On a vu Beyong Seeing au WIP Villette

Jusqu'au 28 janvier 2018 -
Le WIP Villette //

Existe-il un monde sans image ?

L'exposition éphémère Beyong Seeing est un projet international avant tout expérimental initié par le Goethe-Institut de Paris en parallèle de la Fashion Week Homme du 16 au 21 janvier 2018 (et plus tard la Fashion Week Femme du 26 février au 6 mars) et de semaine franco-allemande du 22 au 26 janvier 2018. Le projet n’a jamais été réalisé de la sorte : c’est un projet tissé autour de la rencontre entre des élèves de célèbres écoles de mode et d’art allemande, française, belge et suédoise avec des personnes malvoyantes et aveugles. Il a demandé deux années de travail pour donner aux visiteurs une exposition concept où il pourra tout toucher voire même essayer certaines pièces des créateurs.

L’exposition commence instantanément par une mise en situation. Les yeux cachés d’un bandeau noir, nous sommes invités à ressentir l’exposition et non à la regarder. Laisser parler nos émotions profondes en faisant appel à nos souvenirs, nos envies et nos quatre autres sens. Nous devons nous repérer dans l’espace avec nos mains en avant, nos pieds prudents, histoire de ne pas trébucher ou entrer en collision avec un autre visiteur. L’entrée est fabriquée de bouts de tissus blancs très légers, de différentes hauteurs, tombants du plafond. Cette installation peut évoquer une forêt, une forêt comme dans un rêve, assez abstraite et peu rassurante. La commissaire de l’exposition le témoigne d’ailleurs: « J’ai voulu d’entrée de jeu créer une atmosphère qui perturbe ».

Les yeux cachés, l’exposition nous plonge dans un abîme non habituel, un abîme personnel où les questions s’enchainent : comment les aveugles peuvent-il vivre sans voir ? Comment orienter son identité sans la vision ? Comment apprécier un visage, une tenue, un film, des photos sans voir ? Si l’on écoute bien, on peut distinguer une voix off qui annonce : « Est-ce qu’un monde sans image existe ? ». Cette question est le leitmotiv de l’exposition expérientielle.

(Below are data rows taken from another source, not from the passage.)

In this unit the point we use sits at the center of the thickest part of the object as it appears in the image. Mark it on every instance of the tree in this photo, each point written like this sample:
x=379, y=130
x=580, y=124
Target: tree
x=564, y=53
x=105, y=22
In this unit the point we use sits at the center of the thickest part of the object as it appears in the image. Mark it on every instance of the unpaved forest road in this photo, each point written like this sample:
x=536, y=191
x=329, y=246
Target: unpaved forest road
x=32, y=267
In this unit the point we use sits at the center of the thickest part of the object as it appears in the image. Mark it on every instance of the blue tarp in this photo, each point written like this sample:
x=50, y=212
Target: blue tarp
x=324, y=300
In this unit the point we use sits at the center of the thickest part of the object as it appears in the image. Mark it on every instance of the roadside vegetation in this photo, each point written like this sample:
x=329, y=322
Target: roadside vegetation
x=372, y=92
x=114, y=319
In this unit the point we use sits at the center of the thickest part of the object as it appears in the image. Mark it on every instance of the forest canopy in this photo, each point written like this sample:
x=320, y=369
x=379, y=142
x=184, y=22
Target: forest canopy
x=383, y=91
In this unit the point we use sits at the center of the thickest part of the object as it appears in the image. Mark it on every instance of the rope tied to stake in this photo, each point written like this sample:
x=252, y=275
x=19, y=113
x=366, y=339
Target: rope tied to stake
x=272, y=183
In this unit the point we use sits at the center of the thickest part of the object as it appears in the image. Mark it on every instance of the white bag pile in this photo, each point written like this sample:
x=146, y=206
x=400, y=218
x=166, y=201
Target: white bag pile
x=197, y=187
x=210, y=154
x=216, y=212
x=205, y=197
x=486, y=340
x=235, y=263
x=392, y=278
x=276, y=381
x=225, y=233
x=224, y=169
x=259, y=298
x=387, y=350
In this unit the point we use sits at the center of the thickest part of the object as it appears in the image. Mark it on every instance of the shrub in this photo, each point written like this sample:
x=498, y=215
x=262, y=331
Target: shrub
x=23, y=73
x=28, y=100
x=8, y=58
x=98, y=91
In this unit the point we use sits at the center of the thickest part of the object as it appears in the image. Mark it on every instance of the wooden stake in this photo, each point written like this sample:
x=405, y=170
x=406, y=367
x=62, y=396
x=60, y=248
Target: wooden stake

Il faut tout de même visiter l’exposition sans masque pour apprécier la scénographie. Quatre espaces circulaires ont été créés avec des morceaux de tissus blancs, disposés asymétriquement pour permettre une perception différente à chaque coin de la pièce.

Deux espaces m’ont semblé intéressants : l’espace B et l’espace D.

L’espace B « Perception of space » de Maxi Tilch est relatif aux endroits qui l’ont inspiré pour créer ses 3 pièces de couture :
- La 1ere représente le chez soi, faite de matières veloutées (monde doux, sécurisé)
- La 2e représente la nature, constituée de différentes toilées cirées, matières k-way (monde protecteur)
- La 3e représente la rue, le monde extérieur fait avec des tissus râpeux et très rigides (monde agressif)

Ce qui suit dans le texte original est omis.